While it is non-technical friendly, there is still a skill set to building these types of input spreadsheets, especially regarding defining constraints. The agent was surprisingly tolerant of errors, but there was one erroneous duplicate that was ignored instead of reported, so that one person didn’t get scheduled. Similarly, precision in constraint wording and completeness of the listing is important to the results. As soon as I opened the results sheet, I identified at least 3 constraints I had missed.
There were some patterns in the skill-people pairings that were apparent in the generated rosters and made intuitive sense with hindsight, which may have aided the agent to perform the task compared to a more random skill set, so that it will be harder to repeat the result when I include volunteer availability. However, I wouldn’t have necessarily picked it up the patterns if I was doing the roster manually, people patterns in skills are more reflective of reality anyway, they are patterns rather than consistent rules so that the agent still handled the exceptions, and 7 minutes is still faster than manually sorting it out.

Summary:

I am impressed and excited about the possibilities. If the results can be replicated on a new roster, it will turn the role of roster builder from luckless hard worker to speedy scheduling wizard.

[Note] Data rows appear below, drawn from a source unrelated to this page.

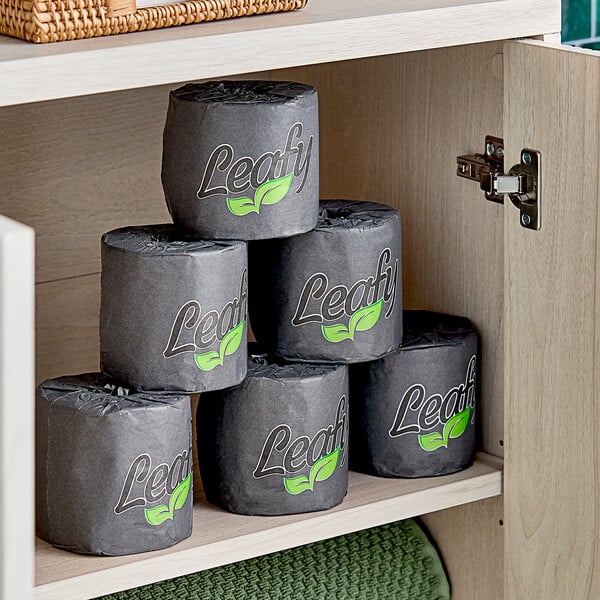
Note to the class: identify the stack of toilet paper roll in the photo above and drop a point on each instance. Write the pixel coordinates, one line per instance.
(277, 425)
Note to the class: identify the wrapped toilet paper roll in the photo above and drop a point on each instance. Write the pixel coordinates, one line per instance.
(241, 159)
(278, 443)
(113, 467)
(173, 312)
(333, 294)
(413, 412)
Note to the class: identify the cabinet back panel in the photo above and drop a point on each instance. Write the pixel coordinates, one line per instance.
(391, 129)
(104, 173)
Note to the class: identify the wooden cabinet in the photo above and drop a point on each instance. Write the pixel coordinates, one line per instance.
(404, 88)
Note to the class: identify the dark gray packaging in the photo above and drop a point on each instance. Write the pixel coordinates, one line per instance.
(241, 159)
(113, 467)
(278, 443)
(333, 294)
(413, 411)
(173, 311)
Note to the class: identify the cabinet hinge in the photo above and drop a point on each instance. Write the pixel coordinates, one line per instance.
(522, 183)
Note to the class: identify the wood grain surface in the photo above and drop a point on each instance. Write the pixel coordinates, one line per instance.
(391, 129)
(551, 292)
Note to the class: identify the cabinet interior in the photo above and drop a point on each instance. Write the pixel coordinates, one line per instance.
(391, 128)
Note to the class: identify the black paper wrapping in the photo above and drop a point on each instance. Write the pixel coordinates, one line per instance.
(333, 294)
(241, 159)
(413, 411)
(278, 443)
(113, 467)
(173, 312)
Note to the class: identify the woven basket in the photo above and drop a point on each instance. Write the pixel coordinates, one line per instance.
(59, 20)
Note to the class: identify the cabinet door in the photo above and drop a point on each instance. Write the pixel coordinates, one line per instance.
(552, 329)
(16, 410)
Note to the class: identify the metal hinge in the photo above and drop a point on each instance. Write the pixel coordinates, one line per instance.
(522, 183)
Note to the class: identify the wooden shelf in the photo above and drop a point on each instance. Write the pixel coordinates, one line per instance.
(325, 31)
(220, 538)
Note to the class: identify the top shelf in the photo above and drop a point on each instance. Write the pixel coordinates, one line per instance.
(325, 31)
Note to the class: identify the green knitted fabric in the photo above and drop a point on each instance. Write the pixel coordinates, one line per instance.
(393, 562)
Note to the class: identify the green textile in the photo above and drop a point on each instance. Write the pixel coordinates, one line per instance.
(392, 562)
(576, 19)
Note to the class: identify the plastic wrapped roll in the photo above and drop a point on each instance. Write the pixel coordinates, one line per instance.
(241, 159)
(173, 312)
(413, 412)
(113, 467)
(278, 443)
(333, 294)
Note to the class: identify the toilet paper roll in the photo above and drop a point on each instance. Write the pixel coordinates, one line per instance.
(173, 312)
(278, 443)
(241, 159)
(333, 294)
(413, 412)
(113, 467)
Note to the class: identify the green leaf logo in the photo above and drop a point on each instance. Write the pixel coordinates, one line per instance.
(229, 345)
(336, 333)
(362, 320)
(296, 485)
(161, 513)
(457, 425)
(241, 206)
(322, 470)
(158, 515)
(270, 192)
(432, 441)
(453, 429)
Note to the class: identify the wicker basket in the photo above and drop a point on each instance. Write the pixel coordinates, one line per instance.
(59, 20)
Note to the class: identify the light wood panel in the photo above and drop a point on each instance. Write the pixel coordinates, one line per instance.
(221, 538)
(326, 30)
(67, 339)
(76, 168)
(391, 129)
(552, 288)
(16, 410)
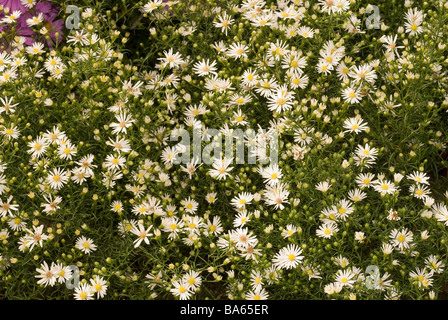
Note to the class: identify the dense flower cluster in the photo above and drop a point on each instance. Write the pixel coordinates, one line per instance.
(92, 177)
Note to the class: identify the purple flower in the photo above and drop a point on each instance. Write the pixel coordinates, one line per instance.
(51, 23)
(13, 5)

However, it’s not a coding agent in the sense of a tool that is built once and then run many times. It may be that a tool could be derived or built from the actions taken, but that’s not something I’m able to evaluate.

Similarly, the level and cost of compute required to run the model may erode some of the benefits. This isn’t a relevant concern for a quarterly volunteer roster but may impact weekly or daily re-evaluation of rosters and schedules or as complexity grows.

Finally, there is also a level of skill to building the inputs and defining the constraints, even though the inputs can then be very accessible for review by someone else. In theory, prompting can be used to help generate the constraints, but this approach will still yield rapidly diminishing returns without the right optimisation skill set. For medium and large organisations needing to cater to diverse constraint groups or running complex schedules, this can be an obstacle to scalability unless a technique or model can be derived to reliably create constraint lists.

Based on this small test, I do expect this style of schedule optimisation to rapidly become a feature of project management and field service software, and much more than my limited prompt above. Subject to cost, but it’s flexibility and ease of implementation may be enough to entirely displace traditional optimisation engines altogether. This style of optimisation with qualitative and ad hoc and transient constraints hasn’t been something that I am aware as being easily achievable either by person or computer until now. I look forward to seeing how the use cases evolve.